L’état d’urgence, quelle version ?

Si la prolongation pour trois mois du dispositif ne fait pas débat, l’Assemblée doit voter jeudi son actualisation.
Le Congrès rassemblé le 16 novembre, devra revenir à Versailles dans moins de trois mois pour voter la modification de la Constitution. (Photo Laurent Troude pour Libération)
publié le 18 novembre 2015 à 20h26

Un semblant d'union nationale. Après la cacophonie des questions d'actualité mardi à l'Assemblée nationale, les députés doivent adopter, ce jeudi, à la quasi-unanimité, la prolongation pour trois mois de l'état d'urgence décrété samedi dernier. Le Sénat est appelé à faire de même vendredi et permettre ainsi aux forces de l'ordre, jusqu'au 26 février 2016, de se passer de garanties juridiques (perquisitions hors mandat, assignations à résidence, interdictions et fermetures provisoires…) pour «mener efficacement le combat contre le terrorisme», a insisté le ministre de l'Intérieur devant la commission des lois de l'Assemblée mercredi. La loi du 3 avril 1955, qui institue l'état d'urgence, oblige le gouvernement à passer devant les parlementaires dans les douze jours s'il veut prolonger le dispositif. C'est ici l'occasion de modifier une loi datant de la guerre d'Algérie. Le gouvernement veut ainsi élargir le «régime d'assignation à résidence» à «toute personne» pour qui «il existe des raisons sérieuses de penser que son comportement constitue une menace pour la sécurité et l'ordre public». Il sera aussi «interdit à la personne assignée à résidence d'entrer directement ou indirectement en contact avec des personnes soupçonnées également de préparer des actes portant atteinte à l'ordre public». Les perquisitions seraient, de leur côté, encadrées : «les locaux» des parlementaires, des avocats, des magistrats ou des journalistes en seraient exclus.

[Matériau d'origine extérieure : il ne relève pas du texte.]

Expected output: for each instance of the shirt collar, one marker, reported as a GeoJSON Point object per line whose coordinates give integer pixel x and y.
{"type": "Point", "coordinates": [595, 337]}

Comme les ordinateurs personnels n'existaient pas il y a soixante ans, les «copies […] stockées dans tout système informatique» seraient autorisées. Il serait possible aussi de «dissoudre» fissa les groupes qui «participent, facilitent ou incitent à la commission d'actes portant une atteinte grave à l'ordre public». Enfin, le «contrôle de la presse ou de la radio», mesure qui «n'a plus de pertinence dans le monde d'abondance médiatique , a précisé Cazeneuve, [sera] supprimé». Une décision sur laquelle une partie des députés a tenté de revenir mercredi. «L'état d'urgence doit demeurer exceptionnel, [il] ne doit pas perdurer au-delà de la période nécessaire», a voulu rassurer le député PS, Jean-Jacques Urvoas, rapporteur du texte, proposant un «contrôle étroit et constant du Parlement» comme, par exemple, en état d'urgence, une «audition régulière du ministre» de l'Intérieur et la suppression de la justice militaire.

A droite, on propose de placer les assignés à résidence sous surveillance électronique et de permettre aux policiers de garder leurs armes de service à tout moment en dehors des heures de travail. A gauche, si le soutien au gouvernement se veut «sans ambiguïté», plusieurs voix distinguent déjà ce vote de la révision constitutionnelle que l'exécutif prépare et veut voir adoptée dans les trois mois. «Nous ne sommes pas prêts à inscrire dans le marbre des éléments qui, demain, pourraient créer un régime d'exception», prévient André Chassaigne (PCF). Sergio Coronado (EE-LV), qui votera contre le projet de loi comme trois autres députés - Noël Mamère et Isabelle Attard du groupe écolo, et Pouria Amirshahi au PS - met en garde les siens : «Quand on n'a pas ouvert sa gueule avant, c'est difficile de le faire après.»